The second gallery introduces viewers to the deliciously chaotic back story of the Medici family’s relationship with Florence; exile, civil unrest, strategy, commerce, banking and patronage permeated their rule. This gallery also introduces viewers to the pivotal players in the formative years of Medici power; Lorenzo de’ Medici, Cardinal Giovanni, Cardinal Giulio eventually making their way to Alessandro de’ Medici. This gallery is followed by a thorough examination of Cosimo I de’ Medici’s lineage and dynasty. It follows how the 17 year old Cosimo asserted Medici power and continuity of the family’s dynasty, which is projected through the portraiture, often employed as diplomatic gifts to other high ranking European rulers to solidify his spot in the political sphere.

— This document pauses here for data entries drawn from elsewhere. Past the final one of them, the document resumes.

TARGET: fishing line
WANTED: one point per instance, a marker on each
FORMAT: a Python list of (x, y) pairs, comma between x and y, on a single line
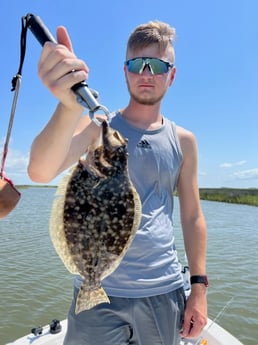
[(218, 316)]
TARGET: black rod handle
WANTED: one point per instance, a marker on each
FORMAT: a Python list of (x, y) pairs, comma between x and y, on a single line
[(43, 35)]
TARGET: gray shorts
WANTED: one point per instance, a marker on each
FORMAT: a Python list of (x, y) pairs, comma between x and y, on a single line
[(128, 321)]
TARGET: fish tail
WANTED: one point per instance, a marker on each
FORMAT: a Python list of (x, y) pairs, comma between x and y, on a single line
[(88, 299)]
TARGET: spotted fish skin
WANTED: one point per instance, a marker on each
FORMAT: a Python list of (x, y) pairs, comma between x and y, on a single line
[(95, 216)]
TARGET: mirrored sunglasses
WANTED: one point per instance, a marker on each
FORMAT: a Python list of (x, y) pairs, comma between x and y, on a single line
[(155, 65)]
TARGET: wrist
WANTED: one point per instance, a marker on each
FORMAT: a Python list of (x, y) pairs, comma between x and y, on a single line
[(199, 279)]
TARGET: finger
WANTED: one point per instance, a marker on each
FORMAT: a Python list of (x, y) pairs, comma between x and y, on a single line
[(64, 38)]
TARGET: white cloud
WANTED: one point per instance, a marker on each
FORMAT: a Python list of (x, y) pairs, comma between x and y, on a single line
[(251, 174), (230, 165)]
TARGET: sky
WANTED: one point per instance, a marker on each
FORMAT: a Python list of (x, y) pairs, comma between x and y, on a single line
[(214, 94)]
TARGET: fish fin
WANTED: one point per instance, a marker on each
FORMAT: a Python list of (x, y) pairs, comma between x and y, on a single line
[(87, 299), (56, 225)]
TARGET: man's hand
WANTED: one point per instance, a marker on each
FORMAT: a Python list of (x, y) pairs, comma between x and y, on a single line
[(60, 69), (195, 317)]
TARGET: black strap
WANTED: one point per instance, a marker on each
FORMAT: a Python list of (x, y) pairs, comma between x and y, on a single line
[(16, 82)]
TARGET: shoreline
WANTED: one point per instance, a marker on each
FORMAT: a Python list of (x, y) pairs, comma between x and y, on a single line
[(243, 196)]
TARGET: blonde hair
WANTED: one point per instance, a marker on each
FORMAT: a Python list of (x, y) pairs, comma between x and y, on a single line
[(153, 32)]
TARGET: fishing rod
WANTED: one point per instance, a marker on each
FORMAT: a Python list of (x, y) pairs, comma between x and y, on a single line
[(85, 96)]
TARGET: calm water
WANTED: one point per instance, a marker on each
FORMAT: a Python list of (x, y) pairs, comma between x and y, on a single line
[(36, 288)]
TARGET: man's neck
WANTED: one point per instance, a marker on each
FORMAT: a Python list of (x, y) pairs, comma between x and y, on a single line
[(143, 116)]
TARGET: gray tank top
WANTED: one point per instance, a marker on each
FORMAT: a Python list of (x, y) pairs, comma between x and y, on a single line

The subsequent two galleries look at Florentine Academia, one with a focus on the significance of literature, particularly poetry at the Accademia Fiorentina – a distinguished literary institution founded and funded by Duke Cosimo to further his artistic/cultural agenda – and the other focusing on how Duke Cosimo meticulously crafted the image of his duchy to be cradle of cultural rebirth. With fourteenth-century poets Dante and Petrarch at the center of attention, portraits depict words, authors and book titles to signify a sitter’s patriotism, social association, literary expertise, even political affiliation. As the byproduct of an intensely literary culture, artists embraced classical allegory and metaphor of their predecessors which can be seen through “disguised portraiture” in which sitter’s are depicted as a mythological figure. In the final gallery, the painters which dominated the exhibit and 1540s Florence, Francesco Salviati and Bronzino are shown in tension and comparison. The stylistic juxtaposition shows Bronzino’s portraits presenting a naturalistic, sensible style alongside Salviati’s illustrated and extravagant style.
Alongside and above the fleeting and frequently pursued objectives of wealth and territory by aristocrats of the past, Cosimo understood that which was most important and gained it through art; immortality.